Examples already emerging:
- Writers publishing deep-dive guides that bring cryptography to the mainstream.
- Developers shipping open-source integrations with Zama libraries.
- Designers creating visuals and infographics to make FHE understandable.
- Community leaders hosting workshops, AMAs, and podcasts.
Every contribution becomes a brick in the foundation of the Confidential Internet.
What this shift means for Web3
Zama isn’t just experimenting with a new reward system. It’s challenging the entire culture of Web3 incentives.
For too long, value was measured in clicks, transactions, and speculation.
The Creator Program says: value is meaning. Value is creation.
If this model works, and early signs are promising, it won’t just benefit Zama. Other projects may follow, moving from the airdrop economy to the creator economy.
That shift could define the next decade of Web3: sustainable, cultural, and truly community-driven.
Imagine testnets where builders, educators, and community leaders are rewarded, not just farmers. Imagine airdrops evolving into creator drops. That’s the future Zama is pointing toward.
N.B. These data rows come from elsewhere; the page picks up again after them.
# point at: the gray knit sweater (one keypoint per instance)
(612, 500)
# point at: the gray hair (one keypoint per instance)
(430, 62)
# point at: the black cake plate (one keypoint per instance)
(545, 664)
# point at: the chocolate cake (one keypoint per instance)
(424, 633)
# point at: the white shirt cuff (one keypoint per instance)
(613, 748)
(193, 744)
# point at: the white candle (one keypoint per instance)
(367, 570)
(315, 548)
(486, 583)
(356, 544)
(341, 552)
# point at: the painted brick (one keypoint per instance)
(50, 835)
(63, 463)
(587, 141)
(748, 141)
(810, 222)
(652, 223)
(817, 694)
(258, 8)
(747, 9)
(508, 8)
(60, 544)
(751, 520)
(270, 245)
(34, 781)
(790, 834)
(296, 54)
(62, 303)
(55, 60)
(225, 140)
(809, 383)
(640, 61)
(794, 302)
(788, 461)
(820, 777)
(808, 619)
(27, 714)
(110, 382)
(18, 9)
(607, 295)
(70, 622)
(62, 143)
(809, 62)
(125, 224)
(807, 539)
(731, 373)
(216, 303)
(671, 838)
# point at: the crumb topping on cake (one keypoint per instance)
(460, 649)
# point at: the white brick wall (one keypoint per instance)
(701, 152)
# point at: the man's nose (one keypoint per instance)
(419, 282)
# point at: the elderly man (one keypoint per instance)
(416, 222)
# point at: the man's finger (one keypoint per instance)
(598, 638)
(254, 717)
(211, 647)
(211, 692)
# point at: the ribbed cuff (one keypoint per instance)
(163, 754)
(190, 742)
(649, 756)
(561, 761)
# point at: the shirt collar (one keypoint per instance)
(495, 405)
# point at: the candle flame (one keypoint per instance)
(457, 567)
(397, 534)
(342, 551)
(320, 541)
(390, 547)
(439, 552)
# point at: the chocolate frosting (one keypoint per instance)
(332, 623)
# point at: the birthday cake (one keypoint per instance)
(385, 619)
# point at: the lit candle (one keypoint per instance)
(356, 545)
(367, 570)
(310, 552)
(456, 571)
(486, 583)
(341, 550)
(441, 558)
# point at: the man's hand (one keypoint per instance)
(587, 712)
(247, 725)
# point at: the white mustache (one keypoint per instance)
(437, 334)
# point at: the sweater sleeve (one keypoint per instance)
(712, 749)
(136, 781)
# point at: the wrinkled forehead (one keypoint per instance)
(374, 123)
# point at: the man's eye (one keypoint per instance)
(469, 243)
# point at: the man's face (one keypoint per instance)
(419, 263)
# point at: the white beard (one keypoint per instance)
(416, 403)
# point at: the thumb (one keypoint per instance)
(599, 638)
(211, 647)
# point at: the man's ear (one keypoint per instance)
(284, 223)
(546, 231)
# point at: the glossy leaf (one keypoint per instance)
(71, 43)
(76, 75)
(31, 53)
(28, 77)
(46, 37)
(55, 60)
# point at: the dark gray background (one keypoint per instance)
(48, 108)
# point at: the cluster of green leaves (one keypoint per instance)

Conclusion – Creators replace airdrops
The Confidential Internet won’t be built by bots or farmers.
It will be built by creators, people who write, code, design, explain, and inspire.
The Zama Creator Program is more than a reward system. It’s a declaration:
the future belongs to those who create, not those who farm.
This is Episode 2 of The Confidential Internet.
And next week, we’ll go deeper, into the technology itself.
👉 Soon “Episode 3: FHE explained simply – how to compute without revealing anything.”
FAQ – Zama Creator Program
1. How can someone join the Zama Creator Program?
You can apply directly through Zama’s official site and submit your content. The program is open and transparent, with monthly leaderboards.
2. Why $53,000 per month?
It’s a significant commitment, showing Zama is serious about supporting creators, not just speculators.
3. What kind of content is rewarded?
Articles, threads, videos, tutorials, memes, podcasts, dev contributions, anything that spreads knowledge and adoption.
4. Is this the end of airdrops?
Not necessarily, but Zama shows there’s a better way: rewarding contribution over speculation. Airdrops may evolve into new forms, but the future looks closer to creator drops.
5. What’s next after the Creator Program?
More creators, more culture, and eventually, an ecosystem where privacy by default is no longer a dream, but infrastructure.